Semiannual Department or Business Unit Objectives
The semiannual department or business unit objectives for each executive officer (other than Ms. Goodman) will be established by Ms. Goodman and reviewed with the Compensation Committee and will be tied to the financial and/or operating performance of the department or business unit in which the executive officer is engaged. The Compensation Committee will establish the semiannual objectives for Ms. Goodman. The semiannual department or business unit objectives will be established at the beginning of each of the first and third quarters of 2013. As of the date of the filing of this Current Report on Form 8-K, the semiannual department or business unit objectives for the Company's executive officers have not been established.

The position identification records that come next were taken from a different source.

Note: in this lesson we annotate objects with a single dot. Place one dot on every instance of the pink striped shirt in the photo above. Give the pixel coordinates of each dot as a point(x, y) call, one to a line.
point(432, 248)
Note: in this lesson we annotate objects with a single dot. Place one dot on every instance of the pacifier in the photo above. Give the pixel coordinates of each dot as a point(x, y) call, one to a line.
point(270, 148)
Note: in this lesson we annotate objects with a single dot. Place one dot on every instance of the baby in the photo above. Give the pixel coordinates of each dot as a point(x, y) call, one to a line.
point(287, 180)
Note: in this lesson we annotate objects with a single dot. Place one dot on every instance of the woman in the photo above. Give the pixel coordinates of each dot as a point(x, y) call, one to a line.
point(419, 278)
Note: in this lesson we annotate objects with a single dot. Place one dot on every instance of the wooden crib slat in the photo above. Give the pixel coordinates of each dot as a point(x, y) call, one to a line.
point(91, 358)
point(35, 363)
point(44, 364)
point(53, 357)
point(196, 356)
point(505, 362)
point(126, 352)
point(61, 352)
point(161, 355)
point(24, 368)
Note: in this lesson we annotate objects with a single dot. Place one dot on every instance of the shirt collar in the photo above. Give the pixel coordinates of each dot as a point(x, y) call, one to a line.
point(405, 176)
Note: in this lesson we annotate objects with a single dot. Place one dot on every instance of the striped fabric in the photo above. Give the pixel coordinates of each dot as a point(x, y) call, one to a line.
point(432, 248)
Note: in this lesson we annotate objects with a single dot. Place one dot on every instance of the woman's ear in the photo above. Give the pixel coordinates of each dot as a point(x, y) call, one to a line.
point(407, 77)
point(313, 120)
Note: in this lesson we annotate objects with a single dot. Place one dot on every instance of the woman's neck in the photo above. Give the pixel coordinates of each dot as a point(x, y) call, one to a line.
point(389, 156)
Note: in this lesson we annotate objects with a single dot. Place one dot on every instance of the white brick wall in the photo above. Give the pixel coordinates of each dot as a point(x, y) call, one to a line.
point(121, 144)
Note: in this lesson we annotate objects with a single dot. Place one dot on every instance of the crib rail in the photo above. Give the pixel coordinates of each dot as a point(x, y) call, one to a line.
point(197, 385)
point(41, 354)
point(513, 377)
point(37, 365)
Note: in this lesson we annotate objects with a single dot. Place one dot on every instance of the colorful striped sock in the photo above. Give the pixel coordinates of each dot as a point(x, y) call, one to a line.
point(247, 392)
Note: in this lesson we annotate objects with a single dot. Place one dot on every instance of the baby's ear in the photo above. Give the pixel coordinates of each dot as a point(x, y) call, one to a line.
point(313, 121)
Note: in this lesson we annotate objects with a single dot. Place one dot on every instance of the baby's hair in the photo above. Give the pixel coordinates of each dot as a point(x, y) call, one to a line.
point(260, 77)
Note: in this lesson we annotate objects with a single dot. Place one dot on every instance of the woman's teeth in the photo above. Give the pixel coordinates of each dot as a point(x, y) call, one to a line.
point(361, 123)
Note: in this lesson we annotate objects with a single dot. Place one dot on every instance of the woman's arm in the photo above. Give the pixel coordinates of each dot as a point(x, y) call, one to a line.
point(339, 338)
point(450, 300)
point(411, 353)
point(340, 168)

Forms of Stock Option Agreements
On December 4, 2012, the Compensation Committee approved a new form of nonstatutory stock option agreement and a new form of incentive stock option agreement for grants of stock options to executive officers under the 2011 Plan. The terms of the new forms of stock option agreements are consistent with the prior forms of stock option agreements, except that the new forms of stock option agreements eliminate the prior automatic vesting of 50% of the unvested portion of each stock option immediately upon a Change of Control (single trigger vesting) and instead provide that the stock option vests in full (rather than the remaining unvested portion) if, prior to the one year anniversary of a "Change of Control" of the Company, the employment of the executive officer is terminated by the Company without "Cause" or by the executive officer for "Good Reason," as each such term is defined in the stock option agreement.
Forms of Performance-Based Restricted Stock Unit Agreements
On December 4, 2012, the Compensation Committee approved a new form of performance-based restricted stock unit agreement (revenue based) (the "Revenue RSU Agreement") and a new form of performance-based restricted stock unit agreement (total shareholder return based) (the "TSR RSU Agreement") for grants of performance-based RSUs to the Company's executive officers, including its named executive officers, under the 2011 Plan.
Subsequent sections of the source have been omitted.